■ユキヤナギ
 ■バラ科


花(3月撮影)

●3月中に咲く大学でも早咲きの植物です。葉や茎が見えなくなるほど小さな白い花を枝上に密生します。でも、どうしてこんなにびっしりと咲くのでしょうか。それは花の咲き方(花序)に秘密があるのです。ユキヤナギの花は少し長めの花柄を持っています。そして、5つくらいの花がユニットとなり、一箇所からまとめて出ているのです。このため、開花すると、花と花の距離が短いため花弁が重なり合うのです。

1つのユニットの花はつぼみのうちは、1つの総苞片で包まれています。さらに、すべての総苞片の基部は直接枝に付いているため、花のユニット同士が重なり合うように咲くのです。


(3月撮影)

●同じバラ科のコデマリも似たような花を咲かせます。ただ、コデマリは1つの花のユニットは20程度の花からなります。そして、開花するとドーム状になるのです。そして、これらの花柄はユニットの下で1つにまとまり、さらに枝から伸びる1本の細い長い柄につながっています。このため、コデマリではユキヤナギのように、たくさんの花が一つの表面に連続して配置することはないのです(コデマリの花の構造の詳細は本シリーズの「コデマリ」をご覧下さい)。

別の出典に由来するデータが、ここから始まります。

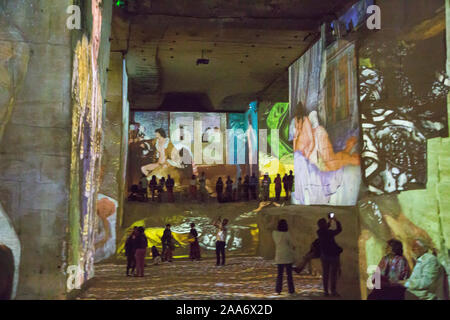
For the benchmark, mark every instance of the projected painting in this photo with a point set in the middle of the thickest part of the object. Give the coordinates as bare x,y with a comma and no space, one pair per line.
275,149
324,126
242,141
404,87
180,144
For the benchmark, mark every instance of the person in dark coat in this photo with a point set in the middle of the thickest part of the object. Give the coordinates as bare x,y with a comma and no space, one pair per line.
170,183
229,190
253,186
141,249
246,187
167,243
130,251
153,186
219,189
194,253
329,253
277,182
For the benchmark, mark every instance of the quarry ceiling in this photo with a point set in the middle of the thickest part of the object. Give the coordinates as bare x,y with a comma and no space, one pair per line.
249,45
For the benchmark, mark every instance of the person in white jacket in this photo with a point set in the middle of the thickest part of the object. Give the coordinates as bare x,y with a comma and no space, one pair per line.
284,255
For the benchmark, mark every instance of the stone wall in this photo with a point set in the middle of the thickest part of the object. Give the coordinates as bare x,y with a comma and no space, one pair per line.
35,148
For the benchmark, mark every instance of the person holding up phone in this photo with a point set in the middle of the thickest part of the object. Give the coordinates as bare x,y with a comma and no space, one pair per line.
329,252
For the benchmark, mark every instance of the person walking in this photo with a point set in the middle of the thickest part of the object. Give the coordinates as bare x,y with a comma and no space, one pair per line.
393,268
239,189
277,182
219,189
221,238
286,185
194,253
246,187
193,187
162,183
130,251
253,186
229,190
284,255
141,248
170,183
266,186
202,187
153,187
290,183
143,182
167,243
329,253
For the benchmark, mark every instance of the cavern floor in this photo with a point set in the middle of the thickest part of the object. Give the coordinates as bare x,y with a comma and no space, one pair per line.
241,278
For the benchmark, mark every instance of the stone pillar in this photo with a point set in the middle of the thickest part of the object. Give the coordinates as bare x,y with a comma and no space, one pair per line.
35,128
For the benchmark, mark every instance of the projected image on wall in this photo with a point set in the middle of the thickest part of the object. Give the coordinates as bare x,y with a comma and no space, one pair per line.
277,156
399,113
324,126
184,144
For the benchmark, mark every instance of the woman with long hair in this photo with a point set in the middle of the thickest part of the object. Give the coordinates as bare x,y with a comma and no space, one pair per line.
392,269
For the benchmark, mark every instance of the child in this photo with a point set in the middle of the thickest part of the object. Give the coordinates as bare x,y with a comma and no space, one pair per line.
156,256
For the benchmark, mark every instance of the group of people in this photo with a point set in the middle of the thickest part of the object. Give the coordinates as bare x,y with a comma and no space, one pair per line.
324,247
155,187
393,279
249,188
137,243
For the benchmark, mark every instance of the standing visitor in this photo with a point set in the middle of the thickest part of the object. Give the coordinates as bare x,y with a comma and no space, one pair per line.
141,248
330,252
266,186
290,184
246,187
153,186
253,186
130,251
193,187
284,255
194,253
229,189
162,183
167,242
393,268
156,256
239,189
144,186
202,187
277,182
170,183
221,238
219,189
286,185
427,277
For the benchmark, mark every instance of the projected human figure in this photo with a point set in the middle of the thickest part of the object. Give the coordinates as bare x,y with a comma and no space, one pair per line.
166,153
323,154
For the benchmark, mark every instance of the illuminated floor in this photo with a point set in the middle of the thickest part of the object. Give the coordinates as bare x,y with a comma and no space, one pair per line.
242,278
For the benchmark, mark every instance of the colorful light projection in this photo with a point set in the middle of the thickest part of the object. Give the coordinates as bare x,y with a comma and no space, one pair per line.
324,126
191,143
403,93
87,115
277,155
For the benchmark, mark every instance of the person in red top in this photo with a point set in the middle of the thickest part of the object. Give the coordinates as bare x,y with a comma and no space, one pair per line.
277,182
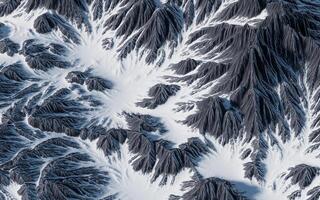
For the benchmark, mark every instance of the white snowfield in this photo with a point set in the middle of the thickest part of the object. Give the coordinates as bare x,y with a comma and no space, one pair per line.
159,99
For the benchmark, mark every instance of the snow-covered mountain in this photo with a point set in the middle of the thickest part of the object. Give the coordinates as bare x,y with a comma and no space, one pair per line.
150,99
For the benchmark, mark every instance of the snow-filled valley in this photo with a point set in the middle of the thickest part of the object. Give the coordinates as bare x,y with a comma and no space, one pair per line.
159,99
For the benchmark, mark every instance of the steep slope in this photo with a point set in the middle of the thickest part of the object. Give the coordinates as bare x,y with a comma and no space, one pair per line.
186,99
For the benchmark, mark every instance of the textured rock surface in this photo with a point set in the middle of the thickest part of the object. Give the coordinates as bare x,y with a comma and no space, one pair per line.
159,99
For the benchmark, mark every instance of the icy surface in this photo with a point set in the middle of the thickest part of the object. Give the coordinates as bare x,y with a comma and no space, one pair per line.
159,99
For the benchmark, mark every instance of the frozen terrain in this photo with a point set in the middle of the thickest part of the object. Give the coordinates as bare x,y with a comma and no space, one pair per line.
160,99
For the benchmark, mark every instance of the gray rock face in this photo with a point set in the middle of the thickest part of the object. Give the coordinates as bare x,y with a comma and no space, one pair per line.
99,84
212,189
246,78
9,47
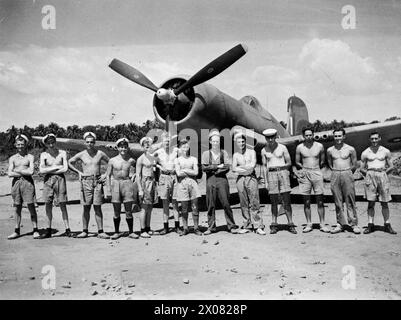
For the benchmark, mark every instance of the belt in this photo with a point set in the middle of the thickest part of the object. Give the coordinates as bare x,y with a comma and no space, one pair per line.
168,173
306,168
91,177
377,170
278,169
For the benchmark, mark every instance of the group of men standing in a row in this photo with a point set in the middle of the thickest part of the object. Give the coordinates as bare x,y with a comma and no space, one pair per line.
177,182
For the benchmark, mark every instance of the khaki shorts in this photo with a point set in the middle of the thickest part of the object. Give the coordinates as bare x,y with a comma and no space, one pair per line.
310,179
91,191
167,188
279,181
54,188
187,189
122,191
23,191
149,190
377,186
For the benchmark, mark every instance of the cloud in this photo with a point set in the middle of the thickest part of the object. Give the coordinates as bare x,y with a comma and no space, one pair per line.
271,74
335,68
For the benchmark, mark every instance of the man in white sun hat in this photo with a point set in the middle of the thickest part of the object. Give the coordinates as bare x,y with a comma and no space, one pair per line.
122,187
20,169
145,177
91,183
276,161
244,163
53,164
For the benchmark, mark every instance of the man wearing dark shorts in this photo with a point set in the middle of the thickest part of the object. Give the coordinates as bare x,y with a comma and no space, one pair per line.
53,164
216,164
91,183
20,169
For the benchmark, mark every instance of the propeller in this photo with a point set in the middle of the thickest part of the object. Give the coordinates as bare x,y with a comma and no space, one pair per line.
169,96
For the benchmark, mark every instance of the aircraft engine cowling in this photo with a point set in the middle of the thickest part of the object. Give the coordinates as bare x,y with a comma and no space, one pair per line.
182,106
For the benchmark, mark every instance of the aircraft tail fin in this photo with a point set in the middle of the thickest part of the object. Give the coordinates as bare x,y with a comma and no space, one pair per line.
297,116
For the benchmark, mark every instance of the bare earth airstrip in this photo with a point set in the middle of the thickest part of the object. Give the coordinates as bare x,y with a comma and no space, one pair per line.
219,266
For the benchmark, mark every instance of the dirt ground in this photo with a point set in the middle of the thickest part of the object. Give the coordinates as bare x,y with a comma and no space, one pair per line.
219,266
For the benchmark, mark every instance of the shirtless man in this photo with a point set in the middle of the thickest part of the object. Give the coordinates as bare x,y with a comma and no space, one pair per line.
342,161
309,158
91,183
375,165
53,164
216,164
20,168
244,163
186,167
276,161
167,187
145,177
122,187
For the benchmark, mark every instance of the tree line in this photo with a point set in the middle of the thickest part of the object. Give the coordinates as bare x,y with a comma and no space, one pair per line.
132,131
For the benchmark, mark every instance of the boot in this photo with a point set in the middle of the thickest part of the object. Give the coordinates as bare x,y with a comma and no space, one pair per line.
196,225
388,229
369,229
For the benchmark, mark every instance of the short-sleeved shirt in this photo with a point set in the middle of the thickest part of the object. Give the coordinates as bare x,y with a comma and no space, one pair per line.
275,158
215,158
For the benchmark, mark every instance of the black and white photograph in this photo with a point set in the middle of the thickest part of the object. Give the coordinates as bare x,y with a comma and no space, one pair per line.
214,151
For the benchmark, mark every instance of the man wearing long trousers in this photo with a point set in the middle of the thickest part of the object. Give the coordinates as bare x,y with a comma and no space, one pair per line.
215,163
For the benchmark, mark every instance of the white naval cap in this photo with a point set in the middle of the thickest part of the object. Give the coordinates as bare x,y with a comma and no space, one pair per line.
21,136
49,135
88,134
142,141
214,132
239,134
269,132
122,140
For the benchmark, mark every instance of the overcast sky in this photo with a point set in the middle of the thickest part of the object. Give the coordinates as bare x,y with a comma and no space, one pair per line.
299,47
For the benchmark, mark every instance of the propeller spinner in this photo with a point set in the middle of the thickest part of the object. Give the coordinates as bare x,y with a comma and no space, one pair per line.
169,96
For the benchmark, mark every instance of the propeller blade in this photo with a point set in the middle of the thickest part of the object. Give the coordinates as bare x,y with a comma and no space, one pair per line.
214,68
132,74
168,119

●ユキヤナギの品種にピンクユキヤナギと呼ばれるものがあります。つぼみのうちは赤からピンク色で、開花後は白くなります。また、ユキヤナギのように枝垂れることが無く、花の枝は上方へ伸びます。

つぼみと花で色が変わる植物は幾つかあります。赤紫から青に変わるアサガオとか、白から赤く変わるスイフヨウなどです。アサガオの色の変化は細胞内のpHの変化であり、スイフヨウではアントシアニンという色素が合成されるためです。

ピンクユキヤナギの変化は色の脱色ですので、これらの植物の生理とは異なるように思いますが、その仕組みはまだよくわかっていません。